The chapters take a thematic approach, working logically from such topics as communists and policemen through politics and economics to issues of "socialist realism", "ideal" planned cities, and reluctant collaborators. So, you can pick out what catches your interest, although it is most valuable to follow the author's train of thought. With the clear aspiration to be taken seriously as an academic work, this may contain too much detail for the general reader to retain, and the unpronounceable Polish names do not help, but Anne Applebaum is always cogent and relevant.

I was particularly interested in the exploration of how "the need to conform to a mendacious political reality left many people haunted by the sense that they were leading double lives". Freudian psychoanalysis was taboo in the USSR, and therefore in due course banned in, for instance, Hungary as well, because it was "too focused on the individual", eventually dismissed in the chillingly humourless jargon of the regime as "the domestic psychology of imperialism". We read of a boy's terror when his father angrily pointed out that the arrest of a general in a show trial did not mean that he was guilty. This "banal truth" felt "like an earthquake" for if his father was right, the authorities must be arresting innocent citizens, but surely, only an enemy could think this was the case……

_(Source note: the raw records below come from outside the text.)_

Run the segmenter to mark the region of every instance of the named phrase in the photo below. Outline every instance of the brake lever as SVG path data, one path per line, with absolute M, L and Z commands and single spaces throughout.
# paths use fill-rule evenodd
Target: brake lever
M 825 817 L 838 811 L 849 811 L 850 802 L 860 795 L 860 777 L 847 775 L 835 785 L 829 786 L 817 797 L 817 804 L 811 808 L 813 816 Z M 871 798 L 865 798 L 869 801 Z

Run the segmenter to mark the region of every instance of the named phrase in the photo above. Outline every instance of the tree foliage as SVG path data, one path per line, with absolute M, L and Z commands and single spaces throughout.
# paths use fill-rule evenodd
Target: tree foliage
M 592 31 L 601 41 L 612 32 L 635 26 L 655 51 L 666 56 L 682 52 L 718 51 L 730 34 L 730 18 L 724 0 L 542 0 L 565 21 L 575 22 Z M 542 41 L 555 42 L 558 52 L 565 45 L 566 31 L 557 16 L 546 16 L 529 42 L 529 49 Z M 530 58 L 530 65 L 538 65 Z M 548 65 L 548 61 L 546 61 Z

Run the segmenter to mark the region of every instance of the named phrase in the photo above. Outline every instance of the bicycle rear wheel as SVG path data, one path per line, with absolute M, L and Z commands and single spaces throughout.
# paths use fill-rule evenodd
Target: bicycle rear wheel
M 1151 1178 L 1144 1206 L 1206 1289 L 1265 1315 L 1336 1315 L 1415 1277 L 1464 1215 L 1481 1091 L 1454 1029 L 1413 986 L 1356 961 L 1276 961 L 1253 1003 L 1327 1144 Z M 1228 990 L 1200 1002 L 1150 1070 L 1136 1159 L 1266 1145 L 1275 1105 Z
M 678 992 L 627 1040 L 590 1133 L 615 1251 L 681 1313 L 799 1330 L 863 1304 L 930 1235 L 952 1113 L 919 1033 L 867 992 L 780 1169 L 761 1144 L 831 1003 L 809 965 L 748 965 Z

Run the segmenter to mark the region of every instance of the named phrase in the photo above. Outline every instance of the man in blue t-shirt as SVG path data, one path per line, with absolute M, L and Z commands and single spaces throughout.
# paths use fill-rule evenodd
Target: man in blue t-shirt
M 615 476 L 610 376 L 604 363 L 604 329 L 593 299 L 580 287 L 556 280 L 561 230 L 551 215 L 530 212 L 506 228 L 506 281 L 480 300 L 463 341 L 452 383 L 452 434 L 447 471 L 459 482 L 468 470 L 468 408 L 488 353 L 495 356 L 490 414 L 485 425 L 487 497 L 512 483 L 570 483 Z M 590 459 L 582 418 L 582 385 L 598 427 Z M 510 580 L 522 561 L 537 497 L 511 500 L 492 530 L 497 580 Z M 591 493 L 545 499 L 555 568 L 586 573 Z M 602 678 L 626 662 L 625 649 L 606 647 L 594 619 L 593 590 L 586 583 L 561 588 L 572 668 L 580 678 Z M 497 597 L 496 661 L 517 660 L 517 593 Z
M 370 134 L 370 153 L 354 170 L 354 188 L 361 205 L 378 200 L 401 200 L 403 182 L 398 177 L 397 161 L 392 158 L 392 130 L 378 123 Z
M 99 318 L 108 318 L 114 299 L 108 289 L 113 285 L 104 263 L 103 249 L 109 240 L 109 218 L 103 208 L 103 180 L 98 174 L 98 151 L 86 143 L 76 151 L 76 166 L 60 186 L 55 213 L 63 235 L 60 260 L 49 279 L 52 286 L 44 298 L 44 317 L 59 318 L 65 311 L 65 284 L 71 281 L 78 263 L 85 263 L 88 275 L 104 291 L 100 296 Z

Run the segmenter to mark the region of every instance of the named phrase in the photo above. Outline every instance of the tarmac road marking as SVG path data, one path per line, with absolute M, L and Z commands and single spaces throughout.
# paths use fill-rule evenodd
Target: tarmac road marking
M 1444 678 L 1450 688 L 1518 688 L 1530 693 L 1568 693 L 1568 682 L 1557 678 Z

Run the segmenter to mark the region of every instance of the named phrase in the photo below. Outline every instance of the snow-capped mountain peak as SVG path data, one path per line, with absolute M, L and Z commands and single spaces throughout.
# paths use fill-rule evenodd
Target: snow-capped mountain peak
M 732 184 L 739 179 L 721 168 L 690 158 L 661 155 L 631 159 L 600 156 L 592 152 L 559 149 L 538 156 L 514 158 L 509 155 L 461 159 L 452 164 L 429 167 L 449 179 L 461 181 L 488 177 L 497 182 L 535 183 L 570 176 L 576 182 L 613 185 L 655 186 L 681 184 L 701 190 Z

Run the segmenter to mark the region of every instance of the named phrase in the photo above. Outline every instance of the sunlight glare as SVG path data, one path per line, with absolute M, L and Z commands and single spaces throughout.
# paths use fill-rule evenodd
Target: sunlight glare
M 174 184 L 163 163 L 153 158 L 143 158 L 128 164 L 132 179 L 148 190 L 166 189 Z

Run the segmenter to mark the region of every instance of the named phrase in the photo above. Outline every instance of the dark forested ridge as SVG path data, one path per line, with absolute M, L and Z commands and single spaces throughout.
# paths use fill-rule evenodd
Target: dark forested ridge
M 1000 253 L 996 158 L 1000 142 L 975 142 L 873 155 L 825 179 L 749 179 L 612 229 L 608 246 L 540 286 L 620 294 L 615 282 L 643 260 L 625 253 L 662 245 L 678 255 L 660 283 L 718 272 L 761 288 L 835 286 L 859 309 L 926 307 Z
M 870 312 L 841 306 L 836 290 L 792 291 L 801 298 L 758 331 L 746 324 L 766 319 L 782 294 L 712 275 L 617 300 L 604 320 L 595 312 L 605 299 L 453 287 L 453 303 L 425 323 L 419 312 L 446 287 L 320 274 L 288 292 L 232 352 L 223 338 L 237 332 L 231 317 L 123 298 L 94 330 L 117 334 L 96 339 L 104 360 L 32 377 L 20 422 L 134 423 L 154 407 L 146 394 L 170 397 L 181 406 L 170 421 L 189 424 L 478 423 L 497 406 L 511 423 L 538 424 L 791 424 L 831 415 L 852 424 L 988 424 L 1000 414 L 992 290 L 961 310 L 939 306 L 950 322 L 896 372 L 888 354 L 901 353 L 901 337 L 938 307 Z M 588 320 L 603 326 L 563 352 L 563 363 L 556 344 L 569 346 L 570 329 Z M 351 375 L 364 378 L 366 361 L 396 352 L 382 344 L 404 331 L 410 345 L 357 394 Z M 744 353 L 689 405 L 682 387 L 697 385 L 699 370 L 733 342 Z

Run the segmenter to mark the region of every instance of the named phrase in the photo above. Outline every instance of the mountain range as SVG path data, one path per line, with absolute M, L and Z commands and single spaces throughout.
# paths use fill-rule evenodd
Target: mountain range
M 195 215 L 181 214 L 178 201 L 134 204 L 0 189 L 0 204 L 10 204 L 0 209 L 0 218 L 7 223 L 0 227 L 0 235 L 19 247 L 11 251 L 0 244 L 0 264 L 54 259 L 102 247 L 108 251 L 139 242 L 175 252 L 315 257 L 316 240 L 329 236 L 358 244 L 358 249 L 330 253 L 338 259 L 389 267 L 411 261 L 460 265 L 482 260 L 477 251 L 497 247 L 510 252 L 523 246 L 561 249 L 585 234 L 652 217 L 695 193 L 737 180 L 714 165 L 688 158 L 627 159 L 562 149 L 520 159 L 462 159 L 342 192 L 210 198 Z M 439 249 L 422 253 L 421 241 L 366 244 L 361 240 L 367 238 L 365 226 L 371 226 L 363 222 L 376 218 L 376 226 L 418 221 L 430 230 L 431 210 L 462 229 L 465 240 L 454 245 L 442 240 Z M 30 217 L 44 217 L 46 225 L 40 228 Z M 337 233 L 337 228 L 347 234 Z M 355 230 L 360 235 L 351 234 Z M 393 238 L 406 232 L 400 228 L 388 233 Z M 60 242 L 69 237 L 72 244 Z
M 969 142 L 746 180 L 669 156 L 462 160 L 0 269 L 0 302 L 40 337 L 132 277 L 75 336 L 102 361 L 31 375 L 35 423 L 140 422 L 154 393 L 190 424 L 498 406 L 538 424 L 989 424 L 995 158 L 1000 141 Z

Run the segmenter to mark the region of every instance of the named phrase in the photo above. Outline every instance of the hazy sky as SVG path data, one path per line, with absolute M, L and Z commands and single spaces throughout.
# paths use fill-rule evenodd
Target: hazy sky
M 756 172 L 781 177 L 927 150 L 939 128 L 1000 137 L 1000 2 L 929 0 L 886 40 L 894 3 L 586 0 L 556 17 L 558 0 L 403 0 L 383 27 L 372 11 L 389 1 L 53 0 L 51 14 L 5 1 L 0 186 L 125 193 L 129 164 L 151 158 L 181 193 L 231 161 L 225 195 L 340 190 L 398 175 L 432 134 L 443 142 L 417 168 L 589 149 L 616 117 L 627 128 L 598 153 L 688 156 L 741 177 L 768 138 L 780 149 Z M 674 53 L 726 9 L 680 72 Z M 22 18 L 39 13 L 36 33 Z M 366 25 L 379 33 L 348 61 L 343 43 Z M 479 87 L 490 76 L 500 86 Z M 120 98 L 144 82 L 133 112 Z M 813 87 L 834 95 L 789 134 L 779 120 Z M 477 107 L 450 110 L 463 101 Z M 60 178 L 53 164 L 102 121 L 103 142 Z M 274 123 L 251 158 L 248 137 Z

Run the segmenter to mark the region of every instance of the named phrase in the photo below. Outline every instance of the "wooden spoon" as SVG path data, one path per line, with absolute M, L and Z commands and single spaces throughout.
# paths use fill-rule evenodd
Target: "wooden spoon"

The helpful glossary of abbreviations and acronyms of the often suppressed political parties and of the notorious secret police organisations could have been supplemented with a reference list of the main individuals mentioned, and a timeline of events. The chapter on the abortive revolutions of the mid-fifties could have been expanded, although perhaps they are dealt with briefly since already well-covered elsewhere. Yet these are minor criticisms of a fascinating analysis which merits being kept on one's shelf as an ongoing reminder of the folly of the attempts to develop a "perfect" society through the exercise of unquestioned, unbending authority, not to mention the dangerous cult of the "supreme leader" in a society which ironically suppresses individuality.